The Christian World Magazine of November, 1866 describes Guy Fawkes' night of 20-30 years earlier, such fireworks not being allowed at the time of writing:
It is scarely necessary to remark that the fifth of November commemorates the well-known "Gunpowder Plot"... Years ago, the observances of this day were of far more importance than now they are... Then came the grand display fireworks at night, for which all the little ones say up, and the "letting off" of which was the grand achievement of the evening; -- wheels, squibs, serpents, rockets, and Roman candles, to say nothing of back-rappers that leaped, about like fiery dragons, to the infinite satisfaction of the lads, and the discomfiture, real or pretended, of the girls. Twenty or thirty years ago even, children used to look forward with eager delight to the fifth of November: now the ancient festivities are discontinued by the authorities, it being forbidden under certain penalties to let of fireworks or make bonfires in any public place.
A July 1860 entry in Visit of His Royal Highness the Prince of Wales to the British North American Provines and United States in the Year 1860. Compiled from the Public Journals by Robert Cellem (1861) says:
As on the previous evening, the juvenile portion of the population indulged themselves ad libitum in the use of crackers, back-rappers, serpents, and squibs. How so many got into Newfoundland is a problem no one I have questioned is able to solve.
After 1896
Here's some more recent citations.
Two years after Northall's dictionary, Joseph Wright's The English Dialect Dictionary (1898) includes:
The cited Roger Ploughman's Second Visit to London is really Roger Plowman's Second Excursion to London and c.1878.
A 1948 snippet of Queen's Medical Magazine, Volumes 41-45, by Birmingham Medical and Dental Schools includes:
Then there is Number 12's "hollow" cough, which is like a hand grenade gone off in the depths of Wookey Hole. Number l's stock in trade is a low moaning cough reminding one of the haunted church at midnight. There is also the "loose" cough, the "dry" cough, the "acking corf," the "backarapper" cough and several others.

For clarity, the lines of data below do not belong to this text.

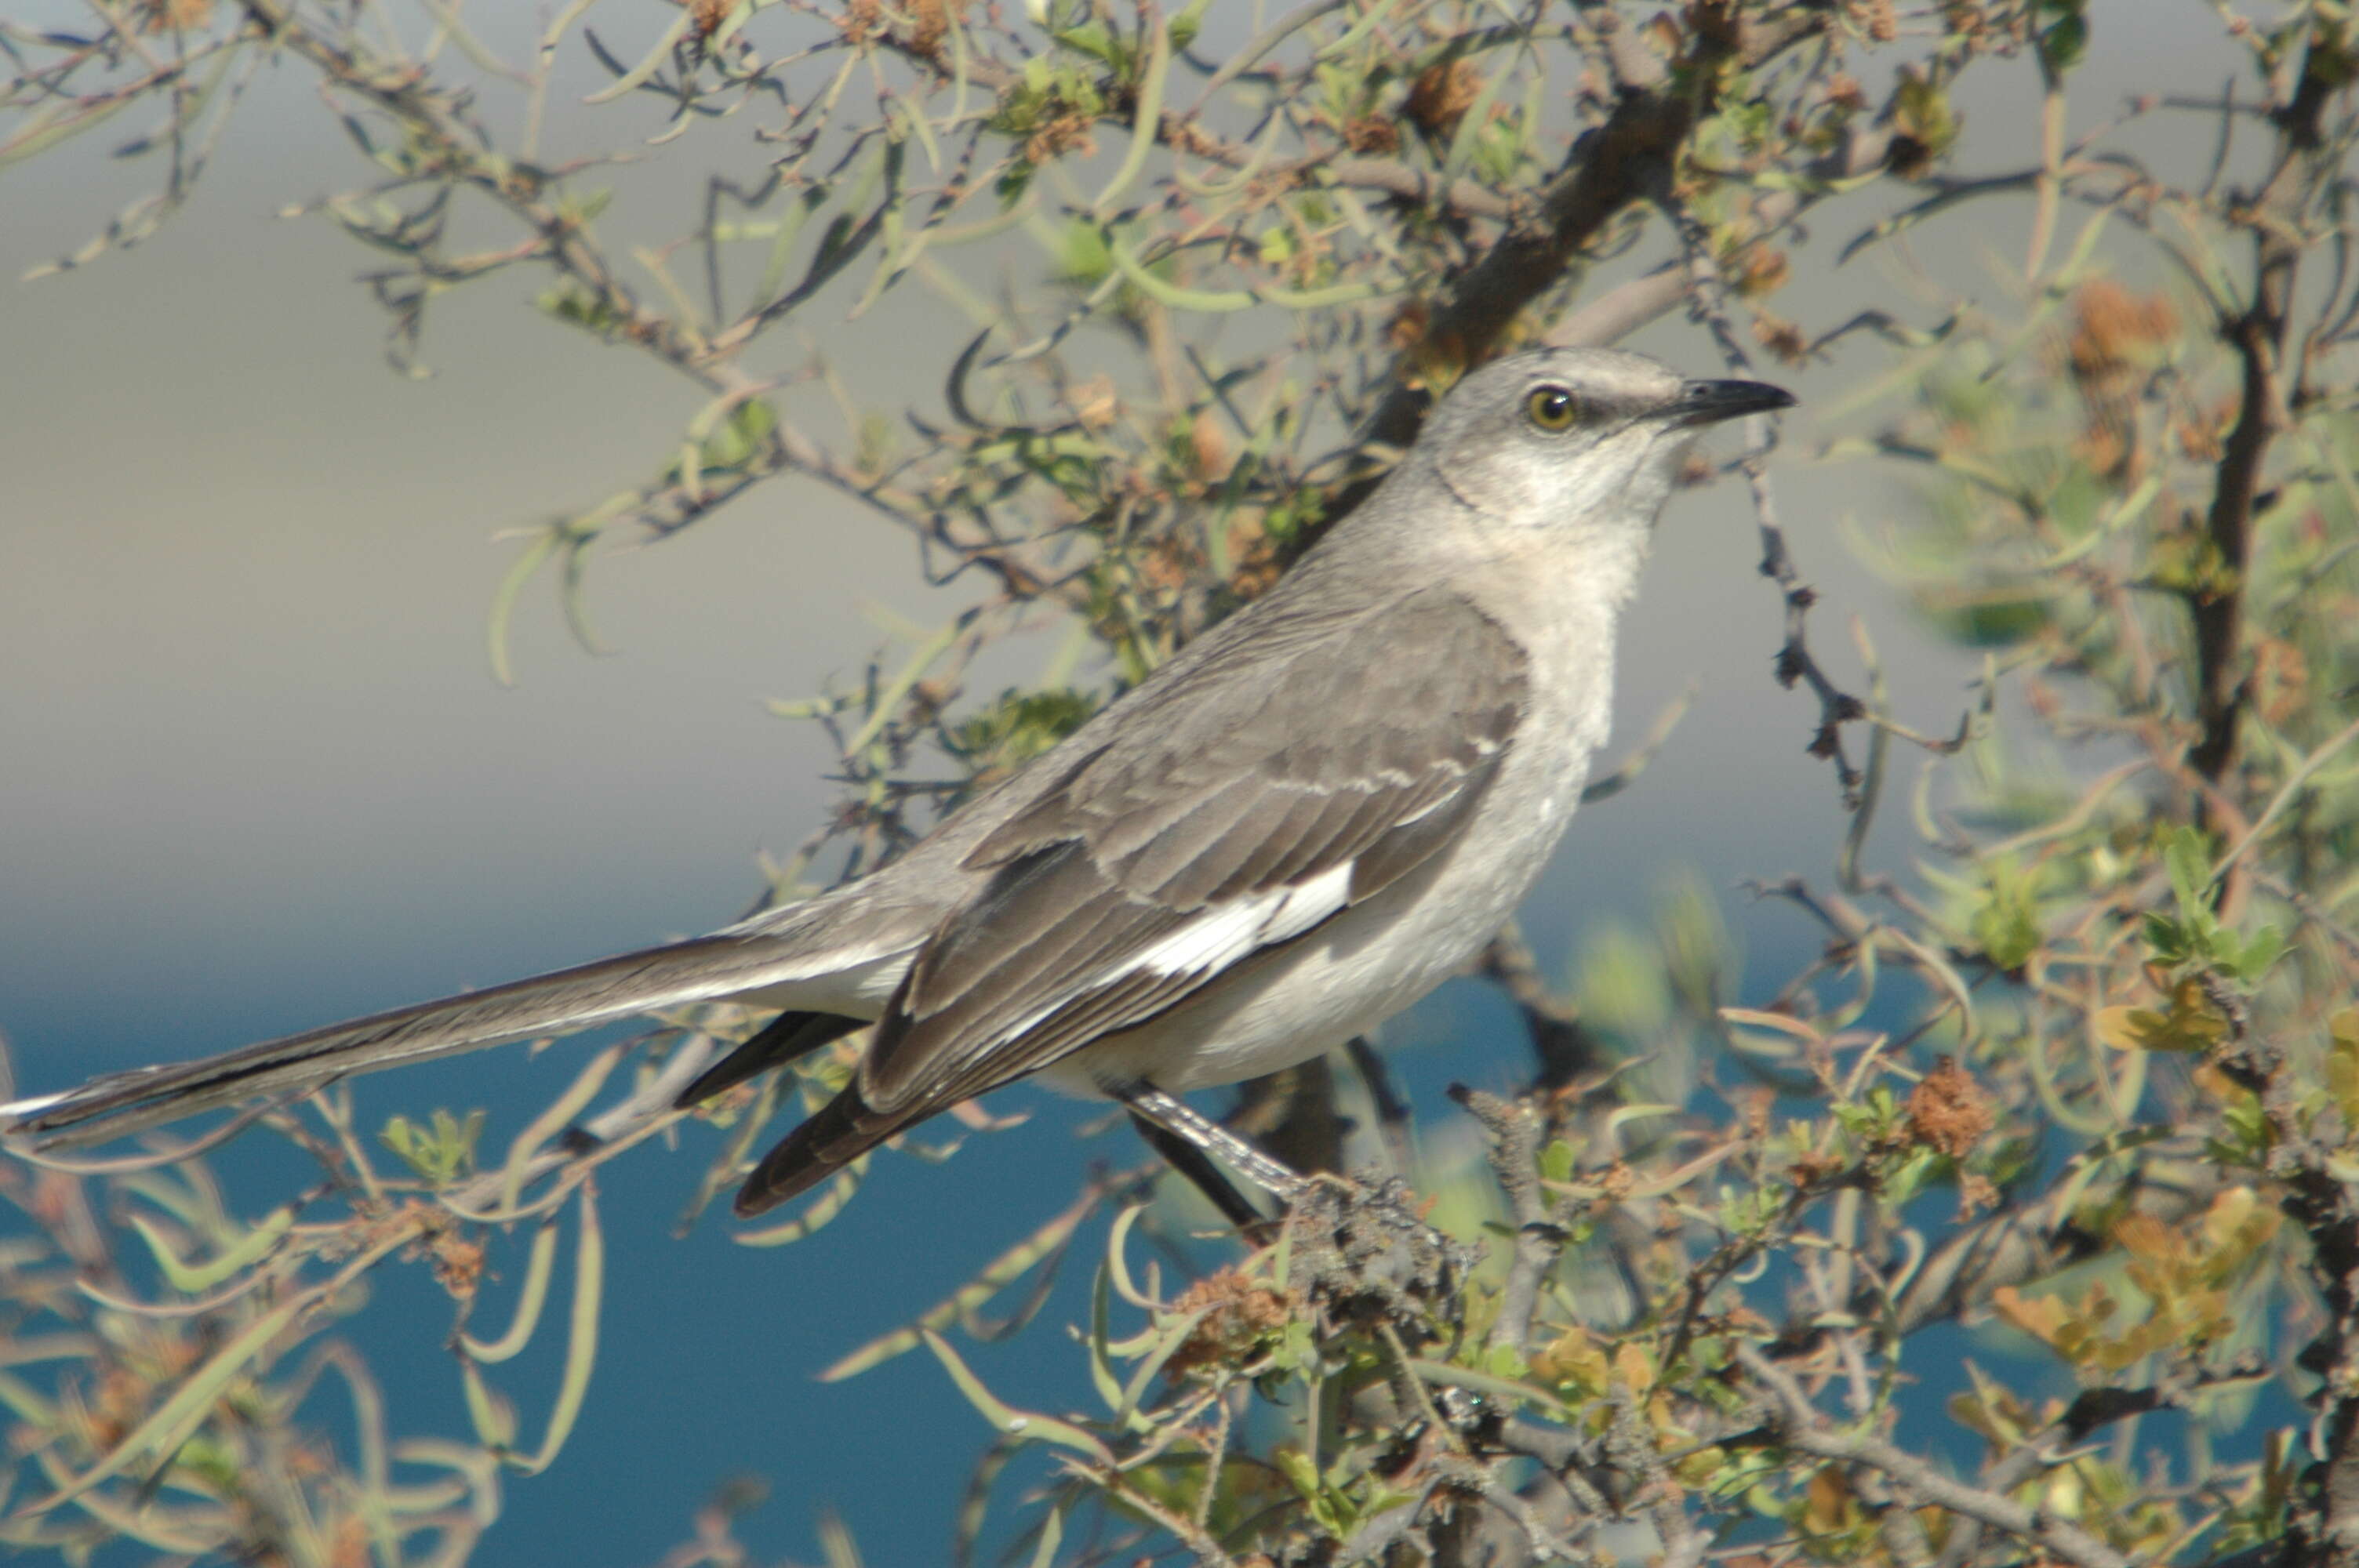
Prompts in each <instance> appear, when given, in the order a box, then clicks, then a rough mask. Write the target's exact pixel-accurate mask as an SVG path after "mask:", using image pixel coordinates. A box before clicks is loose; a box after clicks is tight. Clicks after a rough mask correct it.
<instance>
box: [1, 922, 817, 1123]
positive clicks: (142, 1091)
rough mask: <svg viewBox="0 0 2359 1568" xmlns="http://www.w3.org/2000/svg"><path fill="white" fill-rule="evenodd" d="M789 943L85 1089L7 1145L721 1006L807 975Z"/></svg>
mask: <svg viewBox="0 0 2359 1568" xmlns="http://www.w3.org/2000/svg"><path fill="white" fill-rule="evenodd" d="M795 957H797V953H795V950H793V946H790V943H781V941H776V938H764V936H729V934H724V936H696V938H689V941H679V943H670V946H663V948H646V950H642V953H625V955H623V957H606V960H599V962H594V964H580V967H576V969H559V971H554V974H540V976H533V979H528V981H512V983H507V986H493V988H488V990H472V993H467V995H458V997H443V1000H439V1002H420V1004H415V1007H396V1009H394V1012H380V1014H373V1016H368V1019H354V1021H349V1023H330V1026H328V1028H314V1030H307V1033H302V1035H285V1037H283V1040H264V1042H262V1045H248V1047H243V1049H236V1052H226V1054H222V1056H208V1059H203V1061H179V1063H167V1066H156V1068H132V1070H127V1073H109V1075H104V1078H92V1080H90V1082H85V1085H83V1087H80V1089H66V1092H64V1094H38V1096H31V1099H19V1101H14V1103H5V1106H0V1137H17V1139H31V1141H33V1146H35V1148H59V1146H73V1144H94V1141H101V1139H113V1137H120V1134H125V1132H137V1129H142V1127H153V1125H158V1122H170V1120H177V1118H182V1115H189V1113H193V1111H208V1108H212V1106H226V1103H231V1101H241V1099H250V1096H257V1094H274V1092H281V1089H309V1087H316V1085H323V1082H328V1080H333V1078H344V1075H349V1073H375V1070H380V1068H392V1066H403V1063H410V1061H427V1059H432V1056H453V1054H458V1052H474V1049H481V1047H486V1045H505V1042H510V1040H531V1037H540V1035H566V1033H573V1030H583V1028H592V1026H597V1023H611V1021H616V1019H630V1016H635V1014H644V1012H651V1009H658V1007H677V1004H684V1002H710V1000H717V997H729V995H736V993H743V990H755V988H760V986H764V983H771V981H783V979H790V976H788V974H778V971H781V969H790V971H793V969H802V967H807V962H804V964H797V962H795Z"/></svg>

The Encyclopedia of Arda lists backarapper as
a firework made from firecrackers folded together to explode one after the other (a dialect word from the English Midlands)
It's also defined as backrapper in G.F. Northall’s Warwickshire Word-book from 1896, available from Google Books:
No etymology is given in either case, but it’s feasible that the word is onomatopoeic, along with being folded back upon itself.

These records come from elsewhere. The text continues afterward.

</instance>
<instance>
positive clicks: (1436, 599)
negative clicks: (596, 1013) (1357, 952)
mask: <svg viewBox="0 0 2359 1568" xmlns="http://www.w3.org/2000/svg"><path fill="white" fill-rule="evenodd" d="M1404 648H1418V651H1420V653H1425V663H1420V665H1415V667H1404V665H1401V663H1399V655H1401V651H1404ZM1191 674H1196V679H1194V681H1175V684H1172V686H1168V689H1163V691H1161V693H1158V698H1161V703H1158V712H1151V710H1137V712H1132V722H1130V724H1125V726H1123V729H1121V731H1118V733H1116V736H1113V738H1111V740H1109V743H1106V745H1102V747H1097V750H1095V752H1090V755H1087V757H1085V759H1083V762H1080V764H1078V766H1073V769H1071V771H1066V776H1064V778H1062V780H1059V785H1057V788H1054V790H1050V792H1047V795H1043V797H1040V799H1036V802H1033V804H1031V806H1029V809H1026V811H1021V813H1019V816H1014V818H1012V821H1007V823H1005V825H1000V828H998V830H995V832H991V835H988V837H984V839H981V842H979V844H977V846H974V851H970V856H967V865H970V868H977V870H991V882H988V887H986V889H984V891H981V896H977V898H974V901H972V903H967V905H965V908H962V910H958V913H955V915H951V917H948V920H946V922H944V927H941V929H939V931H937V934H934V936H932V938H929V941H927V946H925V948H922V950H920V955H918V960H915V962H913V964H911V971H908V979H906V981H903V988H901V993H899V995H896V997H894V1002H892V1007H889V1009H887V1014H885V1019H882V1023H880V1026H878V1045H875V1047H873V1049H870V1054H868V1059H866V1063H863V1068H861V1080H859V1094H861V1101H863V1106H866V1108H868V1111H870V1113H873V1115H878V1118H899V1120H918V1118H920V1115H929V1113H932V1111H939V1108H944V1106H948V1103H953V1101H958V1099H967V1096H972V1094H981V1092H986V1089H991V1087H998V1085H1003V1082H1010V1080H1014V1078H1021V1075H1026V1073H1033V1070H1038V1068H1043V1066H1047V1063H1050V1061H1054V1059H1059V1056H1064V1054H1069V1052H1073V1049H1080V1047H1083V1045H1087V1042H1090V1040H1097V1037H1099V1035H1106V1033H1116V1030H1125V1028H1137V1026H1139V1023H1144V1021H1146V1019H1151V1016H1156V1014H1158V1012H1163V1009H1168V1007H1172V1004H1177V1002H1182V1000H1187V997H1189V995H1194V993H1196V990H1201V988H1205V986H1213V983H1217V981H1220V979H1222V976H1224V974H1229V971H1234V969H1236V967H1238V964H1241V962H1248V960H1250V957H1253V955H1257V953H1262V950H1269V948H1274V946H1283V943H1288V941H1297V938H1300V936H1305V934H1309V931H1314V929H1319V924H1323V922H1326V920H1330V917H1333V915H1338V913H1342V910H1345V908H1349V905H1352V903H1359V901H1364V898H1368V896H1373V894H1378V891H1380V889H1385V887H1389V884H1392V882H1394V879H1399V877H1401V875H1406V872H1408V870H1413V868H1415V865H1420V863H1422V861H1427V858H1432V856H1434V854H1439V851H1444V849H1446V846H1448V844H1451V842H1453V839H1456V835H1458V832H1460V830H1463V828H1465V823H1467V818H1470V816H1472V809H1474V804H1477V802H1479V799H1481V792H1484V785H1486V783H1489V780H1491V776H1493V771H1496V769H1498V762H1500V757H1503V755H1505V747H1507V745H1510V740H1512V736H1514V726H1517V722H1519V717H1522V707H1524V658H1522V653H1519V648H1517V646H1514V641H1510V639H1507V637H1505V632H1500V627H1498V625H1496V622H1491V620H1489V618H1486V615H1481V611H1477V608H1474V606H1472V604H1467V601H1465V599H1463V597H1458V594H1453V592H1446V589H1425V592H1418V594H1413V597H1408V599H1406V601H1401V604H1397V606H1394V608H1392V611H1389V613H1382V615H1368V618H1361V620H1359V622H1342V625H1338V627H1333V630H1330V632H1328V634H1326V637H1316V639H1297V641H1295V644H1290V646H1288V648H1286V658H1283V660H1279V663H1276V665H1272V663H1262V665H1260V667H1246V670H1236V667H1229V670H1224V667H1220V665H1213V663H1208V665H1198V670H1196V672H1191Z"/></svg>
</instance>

Backarappers are mentioned — with that definition — in the Oxford Dictionaries Blog where a citation is made of The Ring of Words: Tolkien and the Oxford English Dictionary (OUP, 2006), a work not available online.
A backarapper is a firecracker with several folds to create multiple explosions in quick succession. It is a "Brummie" term (a Brummie being a person from Birmingham, England, where Tolkien spent much of his life), and the word itself is presumably derived from the back-to-back "rapping" sound it creates. Alternate names for backarappers include "backrackets" and "jumping jacks".
In a somewhat unrelated note, "gamgee" is a Brummie term for cotton wool.